Not that long ago issues were not as explicitly debated as they are today. A wide number of assumptions were shared. Nobody needed to point them out. This is the basis of one of my favourite jokes:

Question: How do you behave if you are a member of the Brigade of Guards?

Answer: If you have to answer that question, you can’t be a member of the Brigade of Guards.

It was not just the Brigade of Guards that operated on that basis. Until about the early 70s most companies operated without the need for even so much as a code of business ethics. They certainly didn’t feel the need for the visions, mission statements and principles which cover the corporate stage like litter after a pop concert. With the increasing internationalisation of business, with the decline of direct family ownership and (yes, let it be said) in response to ethical failures companies began to write down codes of behaviour.

For the most part this was laudable but it did put a bit of distance between the core business processes and ‘What we are supposed to do’.

A similar process occurred 20 years later reinforcing the division.

The late 90s were marked by companies wanting to tell the story of their corporate responsibility. Some were doing so because, like Body Shop, they thought they were wonderful. They wanted everybody else to think so too. In the case of companies like Shell it was more a case of: “Houston, we’ve had a problem here”.  The report was intended to show the problem was being attended to. Whatever the motivation for reporting the result was that the responsibility and sustainability of companies ended up being recorded separately from the document of record: The Annual Report and Accounts.

Asked to explain themselves companies told stories in two separate places about who they were, what they did and why it mattered.

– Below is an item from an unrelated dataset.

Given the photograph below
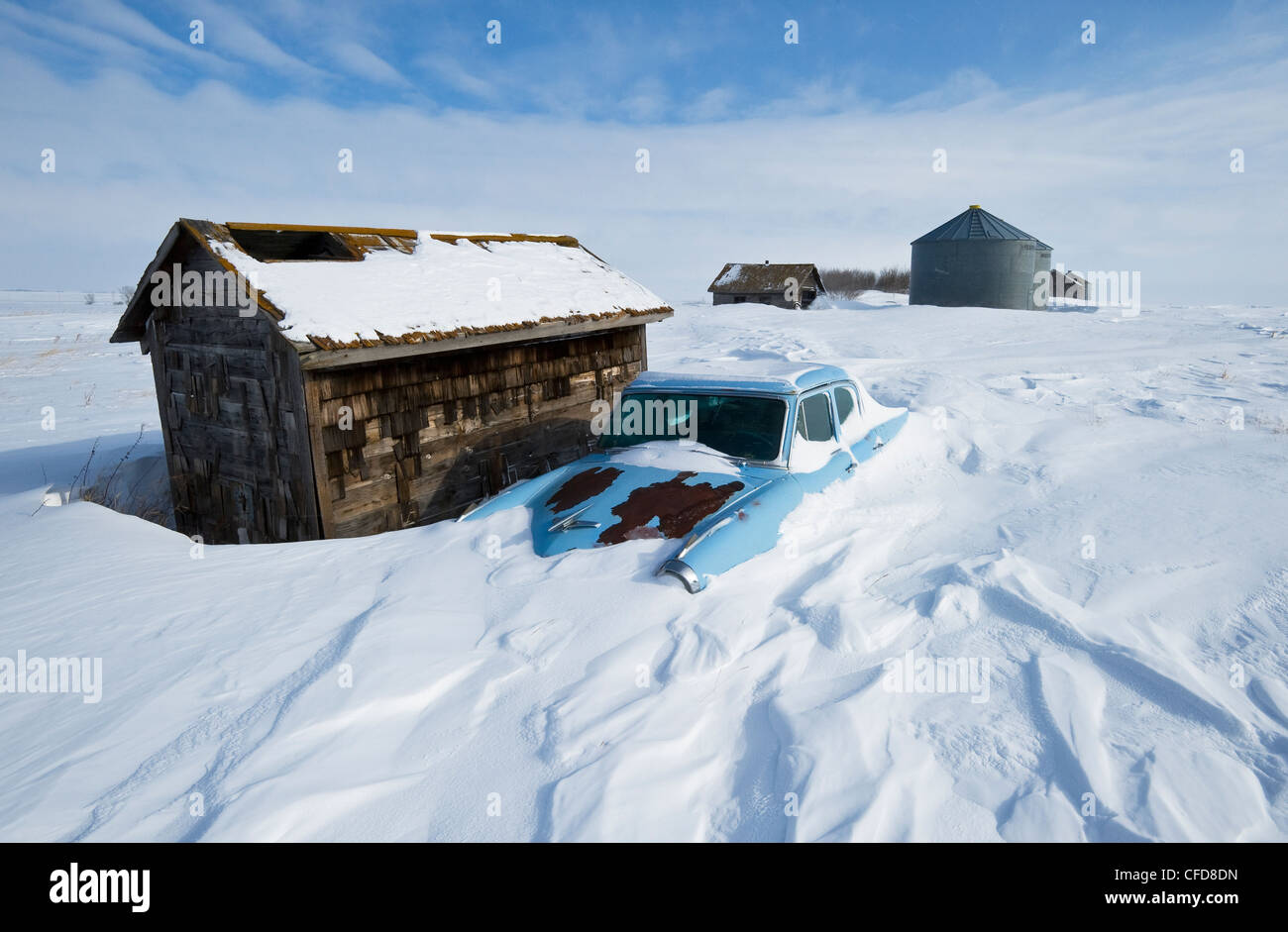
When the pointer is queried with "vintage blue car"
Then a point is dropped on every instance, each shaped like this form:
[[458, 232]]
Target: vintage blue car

So the split between the story of the core business processes and ‘What we are supposed to do’ widened further.

Was that planned? No.

Did it matter? Increasingly companies seem to think it does.

Why?

Partly it is a recognition that how a company manages responsibly/sustainably really is part of its character. Partly it is that investors are increasingly interested in non-financial performance indicators.  In the EU, it is also to do with more non-financial information being mandatorily required in the Annual Report. (A full explanation of what this means can be found here). I suspect it may also be to do with reducing the effort going into creating multiple reports year-after-year.

Whatever the justification, the tide is certainly flowing in the direction of integrated reporting. As we have seen companies slipped into non-integrated reporting through chance rather than choice.

Many corporate responsibility reporters have worried too much about various ‘audiences’ and too little about a single, coherent, business focused narrative. Issuing an Annual Report is a form of corporate autobiography. The company is the author and it is, or ought to be, telling a single coherent story about the purpose, health and direction of the business. Biographers can have different takes on their subject. Autobiographers cannot. If they don’t manage to convey a consistent portrait of themselves they will come across as inadequate or phoney.

The potential corporate autobiogapher can gorge themselves on an alphabety-spaghetti plate full of initiatives: CDP, GRI, IIRC, SASB, TCFD. It maybe that these can improve the quality of supporting data. What they can’t do (and don’t pretend to do) is replace the necessity of working out what the single story is and telling it clearly.

Finally we note that the transition that a number of companies are making to incorporating the main annual responsibility/sustainability reporting into the Annual Report has bite to it. A diminution in the space given to nice stories about the company crafted for particular audiences is sacrificed to an increased focus on how economic, environment and social matters are managed responsibly to ensure long-term sustainable success.

Not all companies will make the change to a single integrated report. It is best to calculate the benefits and the costs before doing so.

 

Peter Truesdale is a Director at Corporate Citizenship.